A guest on BFMTV this Monday night, Alexandre Melnik, a former diplomat in Moscow, believes that Russia is currently experiencing “a turning point”. The flight of tens of thousands of Russians “proves the negligence, the disorder that exists at the top of power. It is agony,” according to him.
“Putin does not have a roadmap, he is trying to save his skin but the ground is giving way under his feet,” explains the diplomat.
“Putin calls for patriotism, but the mayonnaise is not good, there is no longer any patriotic impulse,” explains Alexandre Melnik again.
For Anna Colin Lebedev, a professor at Paris Nanterre University, the mobilization decided by Vladimir Putin marks an important political turning point in Russia.
“Like many authoritarian regimes”, the Russian regime “fosters the passivity of the population” since Putin came to power in 1999: “Vote if they ask you, approve the actions of power if they ask you, but little else”, he explains. the specialist in post-Soviet societies on Twitter.
However, this sudden mobilization is “more than a scare: it is an earthquake for Russian society.”
“Its non-selective nature – which the Russians will gradually discover – makes every family vulnerable.
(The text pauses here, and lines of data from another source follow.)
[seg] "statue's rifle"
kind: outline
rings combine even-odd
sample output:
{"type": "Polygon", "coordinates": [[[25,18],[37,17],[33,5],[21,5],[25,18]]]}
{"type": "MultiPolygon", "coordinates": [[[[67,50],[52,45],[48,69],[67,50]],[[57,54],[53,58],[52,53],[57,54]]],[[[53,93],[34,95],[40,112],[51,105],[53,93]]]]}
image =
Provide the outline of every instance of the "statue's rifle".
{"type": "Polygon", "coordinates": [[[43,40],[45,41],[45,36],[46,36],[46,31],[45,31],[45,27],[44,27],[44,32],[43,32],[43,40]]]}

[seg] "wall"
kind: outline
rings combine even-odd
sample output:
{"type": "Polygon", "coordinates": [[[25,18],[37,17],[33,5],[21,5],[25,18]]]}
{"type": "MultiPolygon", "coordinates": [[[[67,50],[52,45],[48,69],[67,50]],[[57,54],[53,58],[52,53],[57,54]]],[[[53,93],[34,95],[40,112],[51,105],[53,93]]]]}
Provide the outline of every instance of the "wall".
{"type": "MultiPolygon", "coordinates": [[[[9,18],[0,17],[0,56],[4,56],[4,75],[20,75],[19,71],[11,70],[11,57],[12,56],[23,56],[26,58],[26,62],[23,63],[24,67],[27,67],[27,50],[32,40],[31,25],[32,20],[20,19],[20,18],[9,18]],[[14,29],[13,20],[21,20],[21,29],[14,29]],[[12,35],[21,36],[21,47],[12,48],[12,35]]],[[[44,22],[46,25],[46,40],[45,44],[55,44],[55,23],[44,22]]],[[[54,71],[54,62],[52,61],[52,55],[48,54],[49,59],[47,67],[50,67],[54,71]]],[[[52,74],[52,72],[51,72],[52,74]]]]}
The very foundations of the social contract are shaky: the Russians have not adhered to it,” she writes.
In fact, while those with “relevant” military experience or skills were mobilized, some combat-age, sick, or otherwise exempt profiles were eventually called up.
Putin ousted from power?
The researcher says that she does not know what impact this will have, since the Russian repressive apparatus is powerful in the face of protest. If she finds it “unlikely” that current events will lead to a shift in power from the streets, they will certainly have an effect on Russian public opinion. “Discontent is likely to increase, as well as conflict between the Kremlin and its peripheral elites, who will be responsible for the mobilization,” she said.
Some are even advancing as to a possible departure date for Vladimir Putin. “I am convinced that he will be removed from power before the end of October, late autumn at the latest,” David Gaüzère, director of the Center for the Observation of Central Asian Societies, told the office. He could be forced to leave the presidency by “a coup that will come from the military seraglio, because the democratic opposition has been decimated in the country.”
“But beware, warns the specialist, Putin’s expected departure will not necessarily mean the end of Putinism or even the end of the war in Ukraine.”